There was no statistically significant difference between early statin treatment and control at 1 or 4 months for total death, total MI, total stroke, cardiovascular death, fatal or nonfatal MI, revascularisation procedures or for unstable angina at 1 month follow-up (the results were reported).

Lipid-lowering effect: the mean reduction in low-density lipoprotein cholesterol ranged from -15% to -53%, while the mean reduction in cholesterol ranged from -9% to -37%.

Adverse effects: myopathy was found in 0.1% (n=9) of patients taking statins compared with 0.06% (n=4) of those taking placebo. All statin-related cases were taking high-dose (80 mg/day) simvastatin. Rhabdomyolysis was found in 3 patients taking statins. There were no fatalities. Increases in liver transferase levels to more than 3 times normal were found in 1.1% (n=75) of patients taking statins compared with 0.4% (n=28) of those taking placebo.

The authors estimated that the meta-analysis had 73% power of detecting a 16% treatment difference in the combined outcome.

Starting statin treatment within 14 days of the onset of ACS does not reduce death, MI or stroke up to 4 months, but it may reduce the risk of unstable angina.

The review addressed a clear question that was defined in terms of the participants, intervention, outcomes and study design. Several relevant sources were searched without language restrictions and attempts were made to locate unpublished data, thus minimising the possibility of language and publication bias. The potential for publication bias was tested and no evidence of its presence was found. Two reviewers independently selected studies for inclusion, assessed validity and extracted the data, thus reducing the potential for reviewer bias and errors. Validity was assessed using established criteria and the results of the assessment were reported.

Adequate details of each included study were presented and statistical heterogeneity was assessed. The decision to statistically combine the studies appeared appropriate, as was the meta-analysis technique used. The influence of various factors including quality criteria was examined. In addition, the authors calculated the power of the meta-analysis to detect a treatment difference. This was a well-conducted and clearly reported review and the authors' conclusions are likely to be reliable.

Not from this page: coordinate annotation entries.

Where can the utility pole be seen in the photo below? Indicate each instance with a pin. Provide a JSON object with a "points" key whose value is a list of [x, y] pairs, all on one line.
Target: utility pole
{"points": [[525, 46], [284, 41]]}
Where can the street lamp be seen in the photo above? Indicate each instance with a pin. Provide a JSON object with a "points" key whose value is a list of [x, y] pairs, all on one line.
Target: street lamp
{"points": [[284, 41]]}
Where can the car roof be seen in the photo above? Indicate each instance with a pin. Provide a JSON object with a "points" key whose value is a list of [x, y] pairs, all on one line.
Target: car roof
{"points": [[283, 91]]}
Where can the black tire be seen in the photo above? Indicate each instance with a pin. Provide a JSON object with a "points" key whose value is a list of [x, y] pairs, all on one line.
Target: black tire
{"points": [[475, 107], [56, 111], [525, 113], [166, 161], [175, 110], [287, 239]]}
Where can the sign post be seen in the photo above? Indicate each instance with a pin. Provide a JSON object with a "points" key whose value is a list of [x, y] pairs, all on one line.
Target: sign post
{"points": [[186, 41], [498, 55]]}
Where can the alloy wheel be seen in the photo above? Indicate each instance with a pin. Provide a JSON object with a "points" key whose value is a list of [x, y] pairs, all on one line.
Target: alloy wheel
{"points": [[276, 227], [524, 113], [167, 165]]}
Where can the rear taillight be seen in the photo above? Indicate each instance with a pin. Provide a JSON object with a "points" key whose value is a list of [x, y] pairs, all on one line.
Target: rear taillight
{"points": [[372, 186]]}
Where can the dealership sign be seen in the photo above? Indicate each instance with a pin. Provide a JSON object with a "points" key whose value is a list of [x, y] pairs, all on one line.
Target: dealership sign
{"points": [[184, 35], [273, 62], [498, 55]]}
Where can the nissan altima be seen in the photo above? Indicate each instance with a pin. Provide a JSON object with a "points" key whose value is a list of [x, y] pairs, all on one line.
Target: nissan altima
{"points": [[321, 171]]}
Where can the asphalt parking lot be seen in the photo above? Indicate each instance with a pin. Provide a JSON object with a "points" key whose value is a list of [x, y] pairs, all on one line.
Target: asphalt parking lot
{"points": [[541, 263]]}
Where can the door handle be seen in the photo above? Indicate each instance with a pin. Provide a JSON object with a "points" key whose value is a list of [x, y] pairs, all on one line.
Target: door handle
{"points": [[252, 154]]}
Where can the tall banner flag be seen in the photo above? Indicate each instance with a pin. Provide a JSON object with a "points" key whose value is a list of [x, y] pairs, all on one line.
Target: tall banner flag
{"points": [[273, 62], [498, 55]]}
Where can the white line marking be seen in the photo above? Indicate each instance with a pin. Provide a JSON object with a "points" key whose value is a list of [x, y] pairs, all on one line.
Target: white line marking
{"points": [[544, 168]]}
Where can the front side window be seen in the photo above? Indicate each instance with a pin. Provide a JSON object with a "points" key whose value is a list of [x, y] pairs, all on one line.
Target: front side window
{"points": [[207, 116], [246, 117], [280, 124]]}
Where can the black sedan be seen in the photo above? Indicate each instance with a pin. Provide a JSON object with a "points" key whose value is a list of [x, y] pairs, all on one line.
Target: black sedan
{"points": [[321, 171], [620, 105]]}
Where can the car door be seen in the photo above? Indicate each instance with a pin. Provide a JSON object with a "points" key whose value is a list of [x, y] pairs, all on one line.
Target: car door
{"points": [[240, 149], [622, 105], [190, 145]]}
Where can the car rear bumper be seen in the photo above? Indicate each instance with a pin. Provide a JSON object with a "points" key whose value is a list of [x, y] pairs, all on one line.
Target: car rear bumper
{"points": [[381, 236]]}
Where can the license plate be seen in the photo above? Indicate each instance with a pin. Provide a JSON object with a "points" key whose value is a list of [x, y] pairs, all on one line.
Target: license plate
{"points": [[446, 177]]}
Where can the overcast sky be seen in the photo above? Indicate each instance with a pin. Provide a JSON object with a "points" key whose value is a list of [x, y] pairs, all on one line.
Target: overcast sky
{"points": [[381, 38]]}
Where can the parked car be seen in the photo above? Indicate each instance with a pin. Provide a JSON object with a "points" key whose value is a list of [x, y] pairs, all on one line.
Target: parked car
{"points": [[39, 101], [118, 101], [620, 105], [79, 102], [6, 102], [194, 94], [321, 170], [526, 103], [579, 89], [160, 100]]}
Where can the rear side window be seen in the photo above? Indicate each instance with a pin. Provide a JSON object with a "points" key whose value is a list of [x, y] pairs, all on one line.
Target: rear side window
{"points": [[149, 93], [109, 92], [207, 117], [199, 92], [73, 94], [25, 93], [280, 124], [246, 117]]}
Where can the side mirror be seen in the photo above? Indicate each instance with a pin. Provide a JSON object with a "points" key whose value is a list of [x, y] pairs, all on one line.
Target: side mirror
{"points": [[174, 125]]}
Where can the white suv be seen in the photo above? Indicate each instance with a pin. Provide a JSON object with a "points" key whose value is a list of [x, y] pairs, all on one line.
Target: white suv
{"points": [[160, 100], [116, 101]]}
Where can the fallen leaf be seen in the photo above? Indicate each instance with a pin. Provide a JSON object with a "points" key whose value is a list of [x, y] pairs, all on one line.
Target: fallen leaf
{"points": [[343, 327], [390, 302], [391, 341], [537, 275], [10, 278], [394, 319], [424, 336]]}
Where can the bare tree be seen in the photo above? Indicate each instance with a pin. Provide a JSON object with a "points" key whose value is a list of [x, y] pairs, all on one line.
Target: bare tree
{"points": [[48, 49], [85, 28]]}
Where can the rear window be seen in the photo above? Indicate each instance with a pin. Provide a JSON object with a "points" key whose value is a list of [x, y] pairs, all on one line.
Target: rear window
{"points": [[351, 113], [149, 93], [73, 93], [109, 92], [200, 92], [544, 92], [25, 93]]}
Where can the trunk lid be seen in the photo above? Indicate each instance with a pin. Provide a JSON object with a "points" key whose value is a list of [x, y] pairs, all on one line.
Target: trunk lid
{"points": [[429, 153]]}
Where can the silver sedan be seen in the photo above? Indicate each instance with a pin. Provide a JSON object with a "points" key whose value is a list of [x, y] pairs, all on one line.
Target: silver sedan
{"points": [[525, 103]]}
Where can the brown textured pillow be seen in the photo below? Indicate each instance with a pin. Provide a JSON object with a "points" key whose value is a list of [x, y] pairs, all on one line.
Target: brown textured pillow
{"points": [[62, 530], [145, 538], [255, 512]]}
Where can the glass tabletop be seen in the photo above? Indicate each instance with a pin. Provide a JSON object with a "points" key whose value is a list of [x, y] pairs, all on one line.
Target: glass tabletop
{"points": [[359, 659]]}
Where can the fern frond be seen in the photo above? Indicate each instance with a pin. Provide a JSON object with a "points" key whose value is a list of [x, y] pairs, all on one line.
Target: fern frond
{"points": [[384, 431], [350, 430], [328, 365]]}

Practice: The authors stated that the review findings supported recommendations to start statin therapy prior to hospital discharge in all patients with ACS. They stated that the results supported the safety of current guidelines (see Other Publications of Related Interest nos.1-2).

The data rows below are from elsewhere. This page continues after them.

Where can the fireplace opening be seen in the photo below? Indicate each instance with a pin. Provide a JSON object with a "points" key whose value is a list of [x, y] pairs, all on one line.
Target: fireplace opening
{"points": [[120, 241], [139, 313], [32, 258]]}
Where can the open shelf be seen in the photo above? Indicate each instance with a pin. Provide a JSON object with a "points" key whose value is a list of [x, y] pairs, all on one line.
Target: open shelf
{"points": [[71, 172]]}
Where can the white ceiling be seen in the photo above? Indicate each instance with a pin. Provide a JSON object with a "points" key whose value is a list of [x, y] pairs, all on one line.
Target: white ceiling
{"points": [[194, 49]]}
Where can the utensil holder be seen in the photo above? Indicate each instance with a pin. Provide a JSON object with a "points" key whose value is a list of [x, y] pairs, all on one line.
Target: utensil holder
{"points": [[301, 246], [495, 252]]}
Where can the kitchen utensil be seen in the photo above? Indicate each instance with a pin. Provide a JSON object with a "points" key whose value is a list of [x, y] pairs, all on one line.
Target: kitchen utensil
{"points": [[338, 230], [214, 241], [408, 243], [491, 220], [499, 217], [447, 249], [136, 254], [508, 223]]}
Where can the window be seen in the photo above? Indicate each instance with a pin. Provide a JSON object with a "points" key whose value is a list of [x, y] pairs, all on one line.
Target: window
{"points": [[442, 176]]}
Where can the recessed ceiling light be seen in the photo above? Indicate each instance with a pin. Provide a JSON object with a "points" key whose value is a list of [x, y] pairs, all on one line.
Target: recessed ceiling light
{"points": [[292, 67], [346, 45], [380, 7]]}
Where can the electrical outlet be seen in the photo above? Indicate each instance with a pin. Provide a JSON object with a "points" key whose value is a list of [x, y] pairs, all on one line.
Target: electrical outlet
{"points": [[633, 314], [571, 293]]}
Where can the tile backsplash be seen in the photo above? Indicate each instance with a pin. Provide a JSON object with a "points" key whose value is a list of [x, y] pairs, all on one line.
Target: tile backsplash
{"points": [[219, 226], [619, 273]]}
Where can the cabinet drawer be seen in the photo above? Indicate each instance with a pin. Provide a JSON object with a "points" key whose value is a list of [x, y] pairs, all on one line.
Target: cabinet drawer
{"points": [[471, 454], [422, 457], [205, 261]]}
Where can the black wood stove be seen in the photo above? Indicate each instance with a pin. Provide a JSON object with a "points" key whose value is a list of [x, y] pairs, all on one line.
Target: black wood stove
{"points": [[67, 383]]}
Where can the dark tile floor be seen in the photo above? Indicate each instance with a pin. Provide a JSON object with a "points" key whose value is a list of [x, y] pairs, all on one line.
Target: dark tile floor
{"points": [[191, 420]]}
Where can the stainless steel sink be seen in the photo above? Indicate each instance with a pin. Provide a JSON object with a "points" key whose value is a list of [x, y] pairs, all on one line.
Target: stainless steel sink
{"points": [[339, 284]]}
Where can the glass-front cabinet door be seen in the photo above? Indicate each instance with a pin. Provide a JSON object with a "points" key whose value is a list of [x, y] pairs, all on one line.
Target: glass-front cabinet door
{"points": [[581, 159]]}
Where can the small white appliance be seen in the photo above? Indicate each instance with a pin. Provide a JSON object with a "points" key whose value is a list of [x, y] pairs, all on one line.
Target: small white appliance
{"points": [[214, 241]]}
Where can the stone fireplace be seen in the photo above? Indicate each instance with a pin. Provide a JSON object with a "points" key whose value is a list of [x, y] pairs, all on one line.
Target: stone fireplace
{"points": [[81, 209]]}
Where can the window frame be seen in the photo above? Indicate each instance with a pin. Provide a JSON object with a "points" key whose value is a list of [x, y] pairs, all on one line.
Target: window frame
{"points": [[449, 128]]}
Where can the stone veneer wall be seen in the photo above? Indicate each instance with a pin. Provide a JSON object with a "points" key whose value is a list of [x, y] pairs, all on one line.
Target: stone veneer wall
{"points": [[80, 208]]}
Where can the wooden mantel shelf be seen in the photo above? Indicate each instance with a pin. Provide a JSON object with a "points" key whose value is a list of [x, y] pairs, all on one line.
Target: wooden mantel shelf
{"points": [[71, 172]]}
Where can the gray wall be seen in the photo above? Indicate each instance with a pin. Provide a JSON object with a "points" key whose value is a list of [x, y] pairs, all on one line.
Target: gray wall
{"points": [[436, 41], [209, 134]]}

Research: The authors did not state any implications for further research.

1. Grundy SM, Cleeman JI, Merz CN, Brewer HB, Clark LT, Hunninghake DB, et al. Implications of recent clinical trials for the National Cholesterol Education Program Adult Treatment Panel III guidelines. Arterioscler Thromb Vasc Biol 2004;24:e149-61. 2. Antman EM, Anbe DT, Armstrong PW, Bates ER, Green LA, Hand M, et al. ACC/AHA guidelines for the management of patients with ST-elevation myocardial infarction - executive summary: a report of the American College of Cardiology/American Heart Association Task Force on Practice Guidelines. Circulation 2004;110:588-636.

This additional published commentary may also be of interest. Carey BC, Berger PB. Review: early statin therapy does not reduce the composite endpoint of death, MI, or stroke in acute coronary syndromes. ACP J Club 2006;145:61.

This record is a structured abstract written by CRD reviewers. The original has met a set of quality criteria. Since September 1996 abstracts have been sent to authors for comment. Additional factual information is incorporated into the record. Noted as [A:....].